Petrov dużo zawdzięcza intuicji. Decyzję o przeprowadzce z Bułgarii (urodził się w Ukrainie) podjął spontanicznie. – Bezmyślnie pojechałem za przyjaciółmi – śmieje się. – Gdy wyjeżdżałem, nie wiedziałem nawet, czy znajdę tam odpowiednią szkołę. Ale los bywa przewrotny. W pierwszej rundzie rekrutacji Petar dostał się na Wydział Mody Uniwersytetu Sztuki Stosowanej. W 2009 roku założył markę. Zanim zaczął projektować dla kobiet, zdobył uznanie jako kreator mody męskiej. Nie wyklucza zresztą powrotu do niej. – Widzę sporą niszę do zapełnienia – mówi.
Na wieki wieków
O kolekcjach Petrova najczęściej mówi się „ponadczasowe”, on sam twierdzi, że „kobiety tak często szukają nowości, iż trudno mówić o ponadczasowości”. – Rozumiem ponadczasowość jako funkcjonalność. Chcę zaskakiwać klientki, oferować im coś świeżego, na czasie i nieprzekombinowanego.

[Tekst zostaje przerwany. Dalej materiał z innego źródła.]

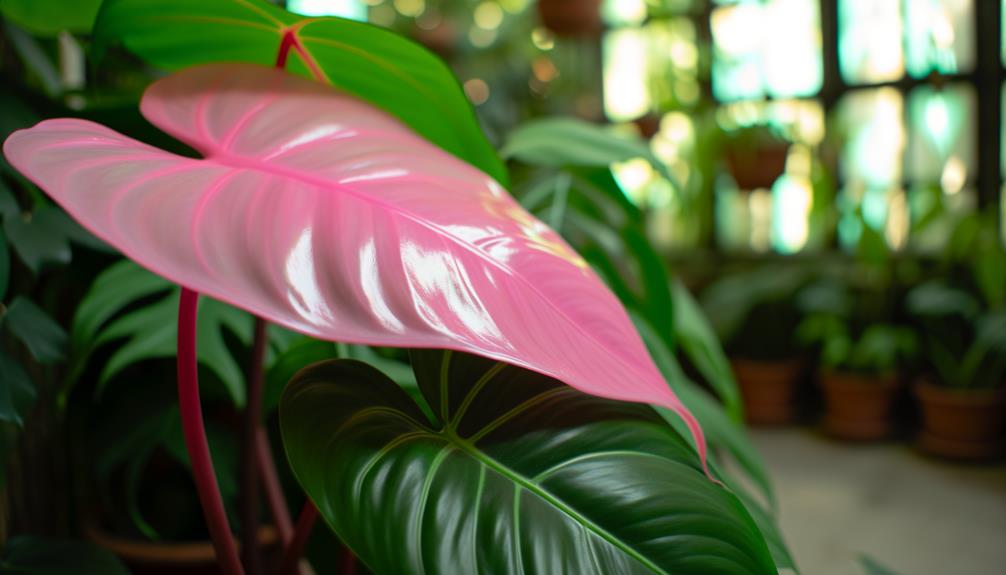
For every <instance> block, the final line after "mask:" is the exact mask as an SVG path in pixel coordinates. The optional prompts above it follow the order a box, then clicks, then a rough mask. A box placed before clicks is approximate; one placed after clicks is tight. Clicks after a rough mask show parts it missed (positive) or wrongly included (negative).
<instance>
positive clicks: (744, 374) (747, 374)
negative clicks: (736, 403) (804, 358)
mask: <svg viewBox="0 0 1006 575" xmlns="http://www.w3.org/2000/svg"><path fill="white" fill-rule="evenodd" d="M730 363H731V366H732V368H733V375H734V376H735V377H736V378H737V384H738V385H739V386H740V395H741V397H742V398H743V402H744V415H745V419H746V421H747V423H750V424H752V425H781V424H784V423H790V422H792V421H793V420H794V419H796V415H797V410H796V398H797V387H798V386H799V383H800V378H801V376H802V375H803V362H801V361H800V360H796V359H793V360H781V361H759V360H747V359H734V360H732V361H731V362H730Z"/></svg>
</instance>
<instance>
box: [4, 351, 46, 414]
mask: <svg viewBox="0 0 1006 575" xmlns="http://www.w3.org/2000/svg"><path fill="white" fill-rule="evenodd" d="M36 398H37V392H36V391H35V386H34V384H32V383H31V379H30V378H29V377H28V374H27V373H25V371H24V368H22V367H21V366H20V365H19V364H18V363H17V362H16V361H15V360H14V358H12V357H10V356H9V355H7V354H6V352H4V351H3V350H0V421H8V422H10V423H13V424H15V425H17V426H18V427H23V426H24V417H25V415H27V413H28V411H30V410H31V408H32V407H34V405H35V400H36Z"/></svg>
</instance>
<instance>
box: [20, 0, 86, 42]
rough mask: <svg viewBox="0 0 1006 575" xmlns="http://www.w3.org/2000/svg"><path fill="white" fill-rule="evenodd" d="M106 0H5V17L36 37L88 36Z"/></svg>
mask: <svg viewBox="0 0 1006 575" xmlns="http://www.w3.org/2000/svg"><path fill="white" fill-rule="evenodd" d="M101 4H102V0H72V1H71V2H68V1H66V0H3V2H0V13H3V17H4V18H7V19H8V20H10V21H12V22H14V23H15V24H17V25H18V26H21V27H22V28H24V29H25V30H28V31H29V32H31V33H32V34H35V35H36V36H55V35H56V34H58V33H59V32H62V31H67V32H74V33H81V32H88V31H90V30H91V26H92V25H93V24H94V23H95V16H96V15H97V14H98V7H99V6H101Z"/></svg>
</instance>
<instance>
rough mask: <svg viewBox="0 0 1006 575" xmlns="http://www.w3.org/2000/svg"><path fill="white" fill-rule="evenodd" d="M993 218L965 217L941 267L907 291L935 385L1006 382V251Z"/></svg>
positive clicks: (945, 256) (953, 385)
mask: <svg viewBox="0 0 1006 575" xmlns="http://www.w3.org/2000/svg"><path fill="white" fill-rule="evenodd" d="M994 216H995V214H993V213H983V214H976V215H973V216H970V217H964V218H962V219H961V220H960V221H959V222H958V224H957V226H956V228H955V230H954V233H953V235H952V237H951V241H950V242H949V244H948V245H947V248H946V250H945V254H944V262H943V263H944V264H943V266H942V269H940V271H939V273H938V274H937V275H936V276H934V277H932V278H930V279H929V280H927V281H924V282H921V283H919V284H918V285H916V286H914V287H913V289H912V290H911V291H910V292H909V293H908V296H907V300H906V304H907V308H908V311H909V313H910V314H911V316H912V317H913V318H914V319H915V321H916V322H917V323H918V325H919V328H920V331H921V339H923V345H924V346H925V351H926V353H925V354H923V357H924V358H925V361H926V363H925V365H924V366H923V368H924V369H925V370H928V371H930V372H931V373H932V374H933V375H935V376H936V381H935V382H934V383H937V384H940V385H945V386H948V387H953V388H973V389H989V388H996V387H1000V386H1002V385H1003V382H1004V381H1006V279H1004V278H1006V250H1004V248H1003V246H1002V243H1001V241H1000V239H999V234H998V225H997V220H996V218H995V217H994Z"/></svg>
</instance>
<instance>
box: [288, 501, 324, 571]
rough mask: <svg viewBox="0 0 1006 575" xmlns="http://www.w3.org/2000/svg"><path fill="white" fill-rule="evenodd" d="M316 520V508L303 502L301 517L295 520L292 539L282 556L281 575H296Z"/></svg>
mask: <svg viewBox="0 0 1006 575" xmlns="http://www.w3.org/2000/svg"><path fill="white" fill-rule="evenodd" d="M317 519H318V508H316V507H315V506H314V504H313V503H311V500H310V499H309V500H307V501H306V502H304V509H302V510H301V516H300V517H299V518H297V528H296V529H295V530H294V539H293V540H292V541H291V542H290V545H288V546H287V550H286V552H285V553H284V555H283V564H282V567H281V568H280V574H281V575H297V566H298V564H299V563H300V560H301V556H302V555H304V548H305V547H306V546H307V544H308V538H309V537H310V536H311V530H312V529H313V528H314V524H315V521H316V520H317Z"/></svg>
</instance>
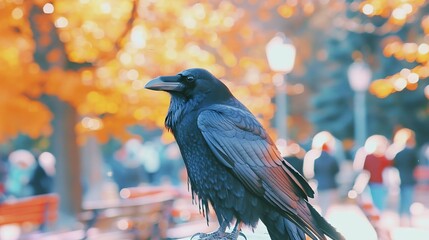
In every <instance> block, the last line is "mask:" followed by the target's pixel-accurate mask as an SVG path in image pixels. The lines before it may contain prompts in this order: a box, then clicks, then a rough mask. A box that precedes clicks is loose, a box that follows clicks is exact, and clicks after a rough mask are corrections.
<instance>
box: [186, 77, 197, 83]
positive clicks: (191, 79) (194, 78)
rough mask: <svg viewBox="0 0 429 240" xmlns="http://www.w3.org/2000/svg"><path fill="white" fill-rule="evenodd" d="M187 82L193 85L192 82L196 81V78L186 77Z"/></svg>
mask: <svg viewBox="0 0 429 240" xmlns="http://www.w3.org/2000/svg"><path fill="white" fill-rule="evenodd" d="M186 81H187V82H189V83H191V82H194V81H195V78H194V76H187V77H186Z"/></svg>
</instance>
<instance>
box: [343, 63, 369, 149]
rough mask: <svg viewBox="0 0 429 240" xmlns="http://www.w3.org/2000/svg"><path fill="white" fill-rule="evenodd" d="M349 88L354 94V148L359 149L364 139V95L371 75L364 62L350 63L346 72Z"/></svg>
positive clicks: (367, 67)
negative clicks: (354, 95) (349, 85)
mask: <svg viewBox="0 0 429 240" xmlns="http://www.w3.org/2000/svg"><path fill="white" fill-rule="evenodd" d="M347 75H348V80H349V84H350V87H351V88H352V89H353V91H354V92H355V96H354V112H355V113H354V114H355V121H354V131H355V141H356V147H361V146H363V145H364V143H365V139H366V131H367V130H366V104H365V94H366V91H367V90H368V86H369V83H370V81H371V77H372V73H371V69H370V68H369V66H368V64H366V63H365V62H364V61H356V62H354V63H352V64H351V65H350V67H349V69H348V71H347Z"/></svg>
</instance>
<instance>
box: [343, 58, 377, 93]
mask: <svg viewBox="0 0 429 240" xmlns="http://www.w3.org/2000/svg"><path fill="white" fill-rule="evenodd" d="M347 76H348V79H349V84H350V87H351V88H352V89H353V90H354V91H356V92H363V91H366V90H367V89H368V87H369V83H370V82H371V77H372V73H371V69H370V68H369V66H368V64H366V63H365V62H363V61H358V62H354V63H352V64H351V65H350V67H349V69H348V71H347Z"/></svg>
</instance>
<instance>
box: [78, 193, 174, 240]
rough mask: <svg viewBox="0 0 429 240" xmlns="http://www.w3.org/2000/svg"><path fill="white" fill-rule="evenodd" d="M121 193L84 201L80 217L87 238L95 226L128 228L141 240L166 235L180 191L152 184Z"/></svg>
mask: <svg viewBox="0 0 429 240" xmlns="http://www.w3.org/2000/svg"><path fill="white" fill-rule="evenodd" d="M120 196H121V198H120V199H117V200H109V201H87V202H84V203H83V210H84V212H83V213H82V214H81V215H80V220H81V221H82V222H83V223H84V224H85V229H86V230H85V232H86V237H87V238H91V236H90V235H91V231H90V229H91V228H98V229H100V230H101V231H109V230H121V231H126V232H129V233H132V235H134V237H135V238H137V239H157V238H160V239H165V238H166V232H167V229H168V227H169V218H170V212H171V207H172V205H173V202H174V200H175V198H176V196H177V191H174V190H173V189H168V188H161V187H149V186H148V187H139V188H127V189H122V190H121V193H120Z"/></svg>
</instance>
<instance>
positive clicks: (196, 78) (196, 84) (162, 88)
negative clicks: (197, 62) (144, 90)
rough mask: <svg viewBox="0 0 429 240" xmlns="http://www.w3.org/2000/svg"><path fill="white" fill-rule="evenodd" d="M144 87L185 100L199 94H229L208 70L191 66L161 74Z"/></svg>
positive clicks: (220, 82)
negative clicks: (180, 71)
mask: <svg viewBox="0 0 429 240" xmlns="http://www.w3.org/2000/svg"><path fill="white" fill-rule="evenodd" d="M145 88H147V89H150V90H158V91H159V90H161V91H166V92H169V93H170V94H172V95H173V96H174V97H181V98H184V99H186V100H189V99H192V98H195V97H197V96H199V95H210V93H212V92H214V93H216V94H221V95H223V94H227V95H228V94H230V92H229V90H228V89H227V88H226V86H225V85H224V84H223V83H222V82H221V81H219V80H218V79H217V78H216V77H215V76H213V75H212V74H211V73H210V72H208V71H207V70H205V69H201V68H191V69H187V70H184V71H182V72H180V73H179V74H177V75H175V76H161V77H157V78H155V79H153V80H151V81H149V82H148V83H147V84H146V86H145Z"/></svg>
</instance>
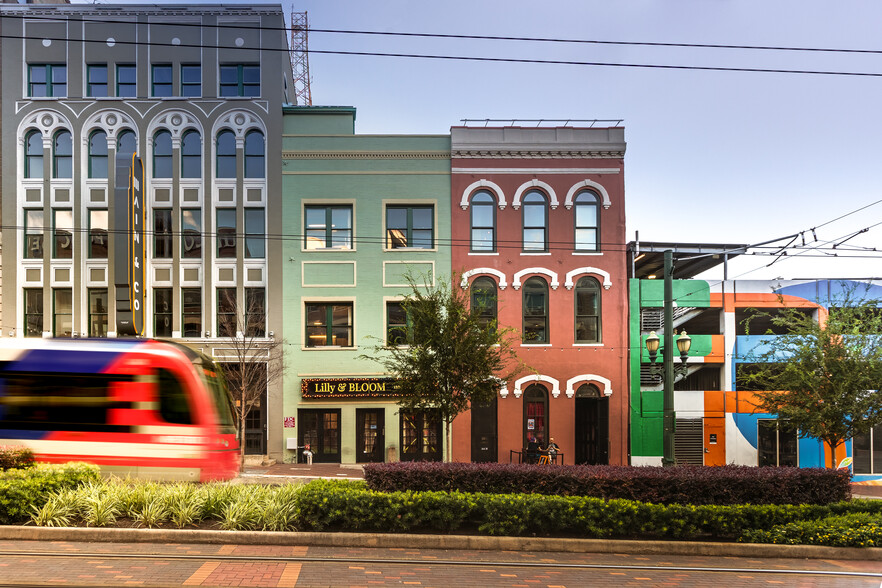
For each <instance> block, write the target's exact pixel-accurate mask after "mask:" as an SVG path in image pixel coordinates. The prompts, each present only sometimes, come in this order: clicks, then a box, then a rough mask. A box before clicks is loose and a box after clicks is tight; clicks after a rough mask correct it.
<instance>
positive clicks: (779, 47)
mask: <svg viewBox="0 0 882 588" xmlns="http://www.w3.org/2000/svg"><path fill="white" fill-rule="evenodd" d="M182 12H184V11H182ZM59 14H60V15H63V16H65V17H68V19H69V20H71V21H74V22H97V23H102V24H136V25H155V24H157V23H142V22H138V21H136V20H132V19H129V20H125V19H108V18H99V17H95V18H89V17H88V16H82V15H81V14H80V13H79V12H78V11H75V10H65V11H62V12H59ZM280 16H283V15H281V14H280ZM71 17H75V18H71ZM0 19H19V20H48V21H57V20H59V16H42V15H35V14H13V13H11V12H2V13H0ZM172 24H173V26H175V27H199V28H206V29H212V28H213V29H239V30H254V31H278V32H287V31H288V30H289V28H288V27H272V26H265V25H249V24H210V23H187V22H176V23H172ZM308 31H309V33H325V34H339V35H365V36H388V37H405V38H407V37H416V38H434V39H460V40H476V41H516V42H529V43H562V44H583V45H617V46H637V47H676V48H685V49H737V50H751V51H785V52H809V53H846V54H864V55H882V50H880V49H849V48H838V47H793V46H786V45H743V44H724V43H674V42H662V41H616V40H606V39H573V38H563V37H523V36H517V37H515V36H508V35H467V34H457V33H425V32H412V31H410V32H409V31H370V30H358V29H321V28H313V27H309V28H308Z"/></svg>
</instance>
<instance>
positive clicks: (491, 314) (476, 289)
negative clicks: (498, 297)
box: [472, 276, 498, 328]
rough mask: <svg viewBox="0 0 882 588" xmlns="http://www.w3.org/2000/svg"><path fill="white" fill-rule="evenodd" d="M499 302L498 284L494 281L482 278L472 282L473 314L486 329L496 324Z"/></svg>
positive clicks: (472, 299)
mask: <svg viewBox="0 0 882 588" xmlns="http://www.w3.org/2000/svg"><path fill="white" fill-rule="evenodd" d="M497 300H498V296H497V294H496V282H494V281H493V280H492V279H490V278H488V277H486V276H481V277H480V278H476V279H475V281H474V282H472V312H474V313H475V314H477V315H478V321H480V323H481V325H482V326H483V327H484V328H487V327H488V326H490V325H495V324H496V317H497V314H496V313H497V310H496V302H497Z"/></svg>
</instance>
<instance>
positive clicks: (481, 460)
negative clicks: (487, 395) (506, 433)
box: [471, 398, 497, 463]
mask: <svg viewBox="0 0 882 588" xmlns="http://www.w3.org/2000/svg"><path fill="white" fill-rule="evenodd" d="M471 413H472V461H473V462H475V463H482V462H489V461H496V460H497V453H496V440H497V432H496V431H497V428H496V427H497V425H496V422H497V421H496V399H495V398H494V399H493V400H491V401H490V402H488V403H487V404H473V405H472V410H471Z"/></svg>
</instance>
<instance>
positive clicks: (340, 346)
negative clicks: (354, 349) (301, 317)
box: [306, 302, 352, 347]
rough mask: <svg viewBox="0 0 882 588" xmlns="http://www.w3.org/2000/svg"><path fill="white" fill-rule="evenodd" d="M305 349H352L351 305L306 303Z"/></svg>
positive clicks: (347, 304)
mask: <svg viewBox="0 0 882 588" xmlns="http://www.w3.org/2000/svg"><path fill="white" fill-rule="evenodd" d="M306 346H307V347H329V346H334V347H352V303H351V302H340V303H328V304H318V303H307V304H306Z"/></svg>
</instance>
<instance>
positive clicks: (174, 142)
mask: <svg viewBox="0 0 882 588" xmlns="http://www.w3.org/2000/svg"><path fill="white" fill-rule="evenodd" d="M160 129H163V130H166V131H169V132H170V133H171V136H172V149H180V147H181V137H183V136H184V133H185V132H186V131H189V130H194V131H196V132H198V133H199V136H200V138H201V139H202V145H203V146H204V145H205V132H204V129H203V128H202V123H201V122H199V119H197V118H196V117H195V116H193V115H192V114H190V113H189V112H185V111H183V110H178V109H171V110H166V111H164V112H160V113H159V114H158V115H156V116H155V117H153V120H151V121H150V124H149V125H147V147H148V148H150V147H152V146H153V135H155V134H156V132H157V131H158V130H160Z"/></svg>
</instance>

Pracę nad każdą kolekcją Petrov zaczyna od tkaniny i koloru. Baza pozwala mu eksplorować ulubiony temat – proporcje. Projektant z gracją wydłuża i skraca, zwęża i poszerza. Zawsze kieruje się użytecznością, więc jego projekty robią wrażenie i podczas sesji zdjęciowych, i noszone przez stylową kobietę na ulicy. – Ludzie coraz częściej szukają w modzie wygody, zależy im na efekcie nonszalancji, unikają nadęcia – mówi.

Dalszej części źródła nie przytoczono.